Even before last week, you might have thought the Republican presidential field had something for every right-of-center taste.
It had solid but sleepy Jeb Bush; energetic but untested Marco Rubio; combative but rigid Scott Walker; intriguing but erratic Rand Paul; candid but revolting Donald Trump — among other variations. But it's the recent dive into this free-for-all of Ohio Gov. John Kasich that at last yields a candidate for Americans with truly exotic preferences.
Kasich is substantial. And interesting. And if the GOP doesn't at least take a careful look at him as a nominee, it will be further evidence that this is a party with some kind of death wish.
Nobody in Minnesota may know Kasich better — especially Kasich as a practical policymaker and political bridge-builder — than Tim Penny, the former centrist Democratic congressman from southeastern Minnesota and later an Independence Party candidate for governor. Penny could hardly think more highly of Kasich.
"I hope he can make it through the thicket," Penny says, adding that a President Kasich "would be a great leader . … He's a get-it-done kind of guy" who would "focus on the important issues and try to create an environment in which those issues could be addressed."
Calling Kasich "my good and dear friend" whom "I love … like a brother," Penny reveals much about both men when he says their "real bonding experience" was a crusade they led together as congressmen more than 20 years ago — a stirring, pulse-pounding struggle on behalf of … deficit reduction.
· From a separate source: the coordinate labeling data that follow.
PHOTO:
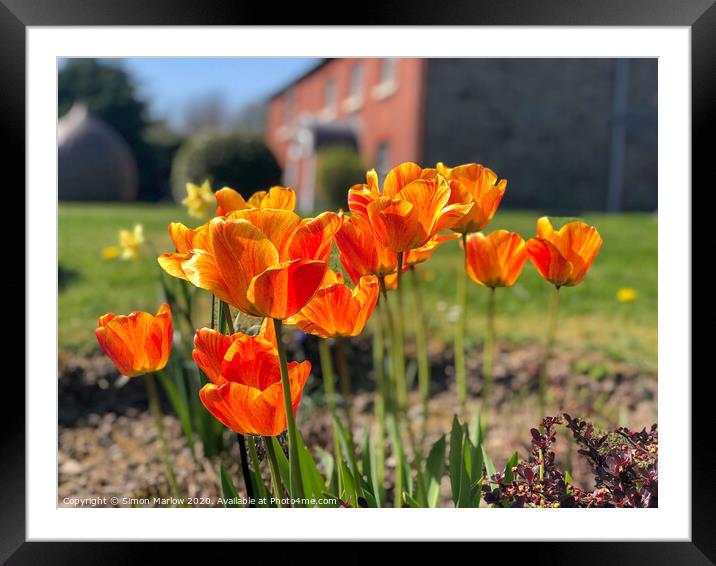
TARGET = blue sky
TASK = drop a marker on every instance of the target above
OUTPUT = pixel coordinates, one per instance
(170, 84)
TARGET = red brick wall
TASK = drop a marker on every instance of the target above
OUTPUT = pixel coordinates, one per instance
(393, 118)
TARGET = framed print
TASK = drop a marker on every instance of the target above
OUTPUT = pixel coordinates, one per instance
(413, 270)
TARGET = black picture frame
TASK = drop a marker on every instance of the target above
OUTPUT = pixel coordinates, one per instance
(699, 15)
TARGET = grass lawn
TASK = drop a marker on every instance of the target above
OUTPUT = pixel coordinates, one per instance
(590, 315)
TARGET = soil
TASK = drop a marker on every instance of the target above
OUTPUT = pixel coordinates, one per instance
(108, 446)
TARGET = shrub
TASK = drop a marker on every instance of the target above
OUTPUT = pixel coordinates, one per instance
(339, 168)
(237, 160)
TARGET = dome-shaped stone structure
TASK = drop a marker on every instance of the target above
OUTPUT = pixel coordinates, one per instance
(94, 161)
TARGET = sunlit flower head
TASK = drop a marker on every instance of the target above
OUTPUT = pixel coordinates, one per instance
(265, 262)
(411, 208)
(228, 200)
(245, 393)
(563, 257)
(138, 343)
(336, 309)
(199, 200)
(476, 184)
(361, 253)
(495, 260)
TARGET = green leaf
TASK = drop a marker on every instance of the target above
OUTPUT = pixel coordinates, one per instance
(455, 459)
(329, 466)
(346, 447)
(435, 468)
(365, 453)
(489, 466)
(228, 490)
(313, 483)
(511, 463)
(396, 444)
(180, 406)
(410, 500)
(377, 463)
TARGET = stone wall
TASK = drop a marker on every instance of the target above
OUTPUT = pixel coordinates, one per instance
(546, 126)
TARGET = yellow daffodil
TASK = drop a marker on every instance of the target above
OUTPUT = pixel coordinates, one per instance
(199, 201)
(627, 295)
(110, 252)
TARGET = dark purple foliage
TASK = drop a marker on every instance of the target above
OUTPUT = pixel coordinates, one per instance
(624, 464)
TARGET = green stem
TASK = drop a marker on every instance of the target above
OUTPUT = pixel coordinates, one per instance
(296, 487)
(380, 400)
(460, 374)
(156, 409)
(421, 342)
(399, 345)
(345, 380)
(489, 353)
(253, 455)
(386, 319)
(324, 354)
(273, 469)
(228, 319)
(549, 346)
(244, 461)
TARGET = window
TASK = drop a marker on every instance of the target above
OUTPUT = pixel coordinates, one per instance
(382, 161)
(356, 88)
(330, 96)
(387, 84)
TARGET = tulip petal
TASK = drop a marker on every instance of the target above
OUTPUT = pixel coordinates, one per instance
(251, 360)
(277, 225)
(229, 200)
(210, 347)
(395, 223)
(314, 238)
(182, 237)
(550, 263)
(242, 251)
(399, 177)
(279, 197)
(283, 290)
(201, 270)
(230, 403)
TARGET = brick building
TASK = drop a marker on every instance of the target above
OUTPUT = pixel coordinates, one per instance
(568, 134)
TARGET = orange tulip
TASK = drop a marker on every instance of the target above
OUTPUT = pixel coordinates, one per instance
(336, 310)
(476, 184)
(229, 200)
(563, 257)
(418, 255)
(425, 252)
(411, 209)
(495, 260)
(245, 393)
(361, 253)
(265, 262)
(138, 343)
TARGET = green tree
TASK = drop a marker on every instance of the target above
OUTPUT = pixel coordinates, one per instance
(110, 94)
(235, 159)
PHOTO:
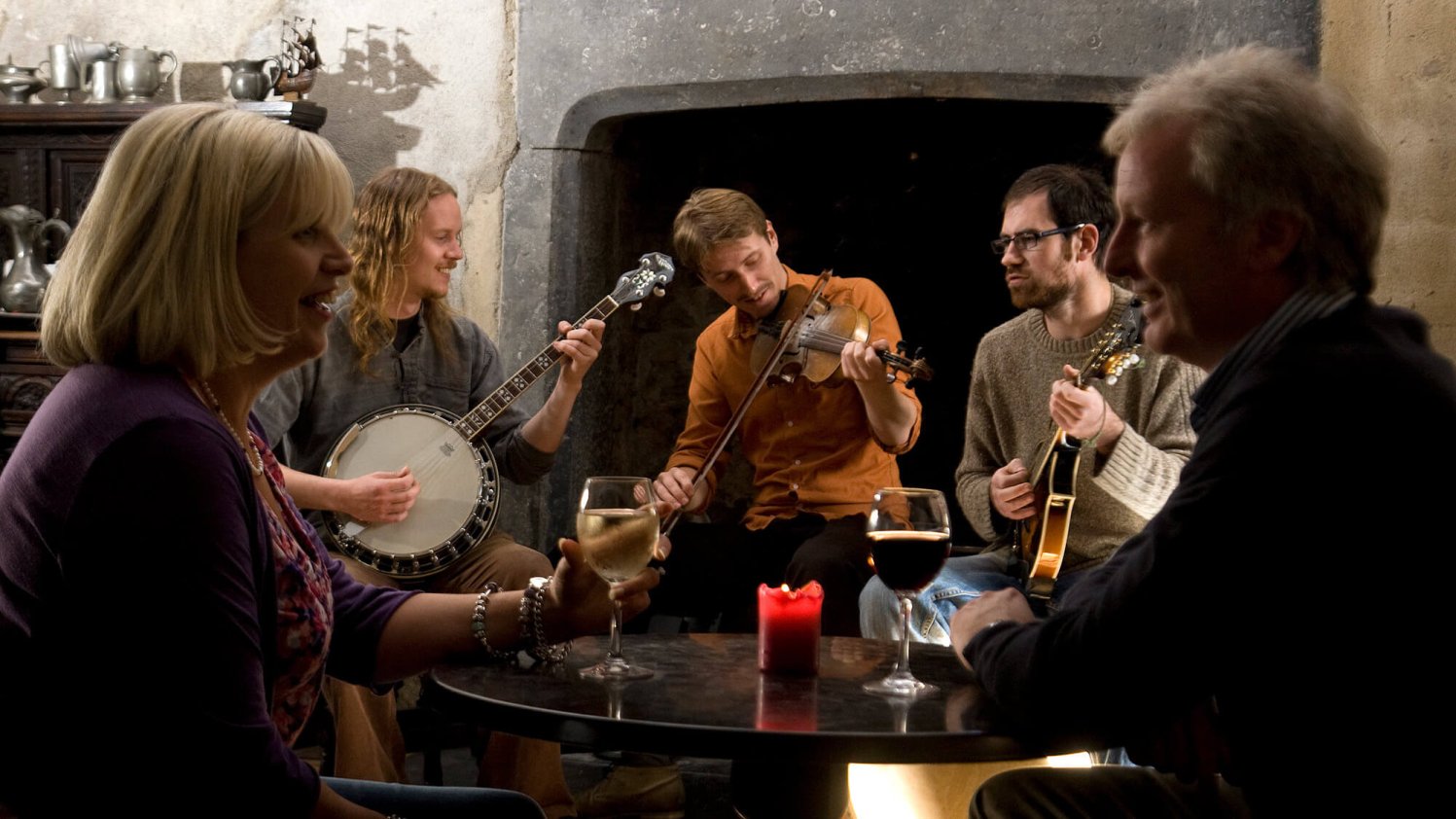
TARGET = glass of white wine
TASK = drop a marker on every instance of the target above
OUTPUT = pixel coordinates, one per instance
(910, 535)
(616, 526)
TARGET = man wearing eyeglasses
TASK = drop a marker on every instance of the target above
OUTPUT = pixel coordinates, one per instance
(1134, 435)
(1253, 198)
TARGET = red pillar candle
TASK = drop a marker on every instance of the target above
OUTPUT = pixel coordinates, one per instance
(788, 628)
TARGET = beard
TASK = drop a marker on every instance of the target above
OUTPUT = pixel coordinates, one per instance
(1042, 296)
(1048, 289)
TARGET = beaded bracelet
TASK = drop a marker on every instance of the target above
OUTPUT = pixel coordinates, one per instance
(533, 631)
(478, 625)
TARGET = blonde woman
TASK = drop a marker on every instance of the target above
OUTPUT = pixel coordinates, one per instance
(158, 587)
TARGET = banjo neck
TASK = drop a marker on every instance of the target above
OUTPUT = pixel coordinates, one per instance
(477, 420)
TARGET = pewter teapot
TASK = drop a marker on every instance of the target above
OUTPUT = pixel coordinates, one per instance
(251, 79)
(138, 75)
(28, 239)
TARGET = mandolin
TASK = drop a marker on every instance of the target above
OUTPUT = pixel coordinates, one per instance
(1042, 540)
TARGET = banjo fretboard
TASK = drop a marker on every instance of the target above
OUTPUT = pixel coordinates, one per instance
(478, 418)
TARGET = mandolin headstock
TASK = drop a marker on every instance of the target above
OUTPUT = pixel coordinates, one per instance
(1119, 350)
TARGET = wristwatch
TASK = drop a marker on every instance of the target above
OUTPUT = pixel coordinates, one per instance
(993, 623)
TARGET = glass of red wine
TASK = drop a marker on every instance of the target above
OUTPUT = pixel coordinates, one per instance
(910, 535)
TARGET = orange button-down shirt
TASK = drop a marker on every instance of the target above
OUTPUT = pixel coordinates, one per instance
(810, 445)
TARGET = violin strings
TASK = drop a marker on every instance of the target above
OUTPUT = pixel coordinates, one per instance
(840, 341)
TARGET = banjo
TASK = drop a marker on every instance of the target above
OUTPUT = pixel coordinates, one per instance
(459, 484)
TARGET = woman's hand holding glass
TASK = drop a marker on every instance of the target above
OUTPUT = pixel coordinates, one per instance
(580, 602)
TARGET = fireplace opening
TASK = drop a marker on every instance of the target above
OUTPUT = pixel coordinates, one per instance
(903, 192)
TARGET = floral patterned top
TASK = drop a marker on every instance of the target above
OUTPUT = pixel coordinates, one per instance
(304, 607)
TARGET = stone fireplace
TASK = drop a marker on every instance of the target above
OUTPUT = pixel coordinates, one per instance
(876, 137)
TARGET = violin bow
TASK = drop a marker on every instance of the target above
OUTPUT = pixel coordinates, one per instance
(787, 336)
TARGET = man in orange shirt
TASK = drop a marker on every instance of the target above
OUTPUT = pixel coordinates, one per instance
(819, 450)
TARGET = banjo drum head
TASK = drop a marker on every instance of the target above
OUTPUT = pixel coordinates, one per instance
(457, 490)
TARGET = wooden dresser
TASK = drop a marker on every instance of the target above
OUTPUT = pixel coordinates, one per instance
(50, 160)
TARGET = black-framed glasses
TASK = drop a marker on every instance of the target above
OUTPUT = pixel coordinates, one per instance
(1028, 239)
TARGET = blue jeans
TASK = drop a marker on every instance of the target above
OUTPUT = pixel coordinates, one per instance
(961, 581)
(433, 801)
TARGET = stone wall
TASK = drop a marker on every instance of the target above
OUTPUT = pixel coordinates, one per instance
(1398, 60)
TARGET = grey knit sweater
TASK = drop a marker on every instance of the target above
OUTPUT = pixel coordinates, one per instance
(1007, 417)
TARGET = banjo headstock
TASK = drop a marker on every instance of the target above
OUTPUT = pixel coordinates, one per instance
(651, 277)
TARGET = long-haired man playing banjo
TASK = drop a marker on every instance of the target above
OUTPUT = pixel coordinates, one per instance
(398, 341)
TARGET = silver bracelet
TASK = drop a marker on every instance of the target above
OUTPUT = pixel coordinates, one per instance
(533, 631)
(478, 626)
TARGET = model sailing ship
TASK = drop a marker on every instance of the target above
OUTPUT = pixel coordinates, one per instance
(299, 60)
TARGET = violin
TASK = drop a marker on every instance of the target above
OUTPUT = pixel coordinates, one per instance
(811, 344)
(817, 338)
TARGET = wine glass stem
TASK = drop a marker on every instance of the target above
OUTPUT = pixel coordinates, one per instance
(615, 650)
(903, 667)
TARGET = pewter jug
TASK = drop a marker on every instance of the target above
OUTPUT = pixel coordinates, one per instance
(102, 81)
(137, 72)
(251, 79)
(28, 240)
(19, 82)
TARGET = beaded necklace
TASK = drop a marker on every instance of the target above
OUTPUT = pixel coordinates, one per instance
(255, 459)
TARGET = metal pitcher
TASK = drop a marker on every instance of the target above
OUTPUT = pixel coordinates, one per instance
(137, 72)
(251, 79)
(19, 82)
(28, 240)
(102, 81)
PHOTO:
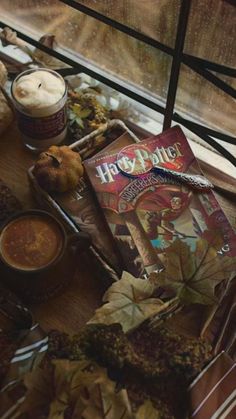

In fact, what was called the "Penny-Kasich" budget bill of 1993 was one of the first serious challenges to our era's business-as-usual, borrow-from-the-future, fiscal fecklessness in Washington. Developed through a disciplined and fair bipartisan process that Penny says was emblematic of the way Kasich operates, the debt-defying measure was bold enough to be decried as "dangerous" by the New York Times but credible enough to come within a handful of votes of passing.
And even in failing, Penny believes, plausibly, that effort "put the fear of God into the establishment" and "changed the budget debate in Washington."